Now, to most of our readers, this last theme would seem to offer fewer inducements to the poet's pen than any of those thus enumerated; and genius could scarcely have selected one, which seemed less ennobling in itself, or rather, which at once presented such palpable discouragements, from the coarse associations connected with it, and the cureless vulgarity and nauseousness with which the whole subject appears to be invested. In opposition to so many obstacles and dissuasives, this great man yielded to the impulse of his muse, and obtained an immortality to which no other action of his life would have entitled him. It is with unaffected regret that we are compelled to state, that, to procure a sight of this celebrated poem, we have ransacked our libraries without the least success. How painful is the reflection, that perhaps this work has never yet reached the United States! What a reproach to our republic, that a poem whose object was to celebrate the virtues of the most incomparable of all our native plants, should be totally unknown in that new world, with whose discovery it was nearly contemporaneous! But perhaps our Jeremiad may be premature; for in some obscure corner in Virginia, (the garden of this weed,) a copy of the poem may at this very moment exist, like unobtrusive merit, disregarded and despised. For the honour of our country, we hope this may prove true; since it may lessen the odium with which men habitually load poor republics, a name which has long been the by-word and synonime of ingratitude.

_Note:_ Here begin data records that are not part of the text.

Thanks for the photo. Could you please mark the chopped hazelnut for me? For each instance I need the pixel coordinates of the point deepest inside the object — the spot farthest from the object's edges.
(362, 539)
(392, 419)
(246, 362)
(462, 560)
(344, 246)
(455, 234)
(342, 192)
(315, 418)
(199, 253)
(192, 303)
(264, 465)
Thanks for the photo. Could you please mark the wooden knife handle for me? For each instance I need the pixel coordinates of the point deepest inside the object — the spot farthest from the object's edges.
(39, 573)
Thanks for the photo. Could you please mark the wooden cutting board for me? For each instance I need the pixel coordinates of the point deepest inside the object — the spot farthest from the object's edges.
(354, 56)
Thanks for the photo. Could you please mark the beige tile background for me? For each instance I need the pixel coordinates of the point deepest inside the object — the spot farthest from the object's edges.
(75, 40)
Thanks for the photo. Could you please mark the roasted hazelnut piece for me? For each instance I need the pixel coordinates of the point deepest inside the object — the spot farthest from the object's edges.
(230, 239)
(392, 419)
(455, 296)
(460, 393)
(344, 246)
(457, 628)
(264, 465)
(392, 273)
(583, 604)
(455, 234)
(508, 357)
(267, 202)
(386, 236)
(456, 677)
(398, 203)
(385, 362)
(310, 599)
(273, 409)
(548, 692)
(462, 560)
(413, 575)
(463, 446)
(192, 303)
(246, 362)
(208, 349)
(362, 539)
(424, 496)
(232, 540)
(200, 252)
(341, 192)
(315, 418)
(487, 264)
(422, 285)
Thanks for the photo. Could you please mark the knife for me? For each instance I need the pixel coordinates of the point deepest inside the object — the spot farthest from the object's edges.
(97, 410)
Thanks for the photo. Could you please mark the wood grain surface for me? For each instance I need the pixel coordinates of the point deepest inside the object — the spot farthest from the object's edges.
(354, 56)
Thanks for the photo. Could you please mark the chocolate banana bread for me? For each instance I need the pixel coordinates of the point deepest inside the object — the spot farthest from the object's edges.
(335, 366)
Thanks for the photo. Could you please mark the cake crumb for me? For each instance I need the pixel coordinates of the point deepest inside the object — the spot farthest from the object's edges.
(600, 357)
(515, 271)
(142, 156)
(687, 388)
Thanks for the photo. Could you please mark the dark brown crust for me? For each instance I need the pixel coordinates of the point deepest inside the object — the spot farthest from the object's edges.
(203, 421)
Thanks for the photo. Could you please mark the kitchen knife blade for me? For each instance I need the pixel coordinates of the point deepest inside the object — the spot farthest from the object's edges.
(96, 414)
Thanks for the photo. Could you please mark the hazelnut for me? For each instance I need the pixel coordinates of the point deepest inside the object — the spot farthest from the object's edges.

We are fully aware of the contemptuous manner in which Doctor Clarke speaks of this production, and its English translation by the Rev. W. Berwick, declaring them to be "of equal merit, and that they scarce deserve to be mentioned." But to the merit of this work we have testimony infinitely higher than the opinion of the Reverend Doctor. Thus, Howell, in his inimitable "Familiar Letters," a book which cannot be too highly commended, or too often read, says, "if you desire to read with pleasure all the virtues of this modern herb, you must read Dr. Thorius's Potologis, an accurate peece, couched in a strenuous heroic verse, and continuing its strength from first to last; insomuch that for the bignes it may be compared to any piece of antiquity, and in my opinion is beyond Βατζαχομυομαχια or Γαλεωμυομαχια."[16] The learned Mr. Bayle speaks of the same production in very commendatory language.[17] Bayle tells an excellent story of Thorius, which, as it illustrates the character of the great tobacco poet, deserves to be read. He was extremely fond of his glass of wine, and had, beside, that hydrophobic distaste, which has been imagined essential to the true poet. Being one day seated at the dinner table, in company with the celebrated Peireskius, in the festivity of the occasion, he was urging the latter to quaff off a bumper of wine, and after the most importunate intreaties, Peireskius at last agreed to do it upon one condition, which was, that Thorius should immediately afterwards drink a bumper himself. No condition could be more acceptable, no penalty more easy; but what was the surprise and horror of Thorius, when his turn came, to find that he was called upon to drink a bumper, not of wine, but of water!—which insipid and unaccustomed beverage, after sundry efforts and awry faces, he contrived to get down, amidst peals of laughter from his hilarious and learned friends.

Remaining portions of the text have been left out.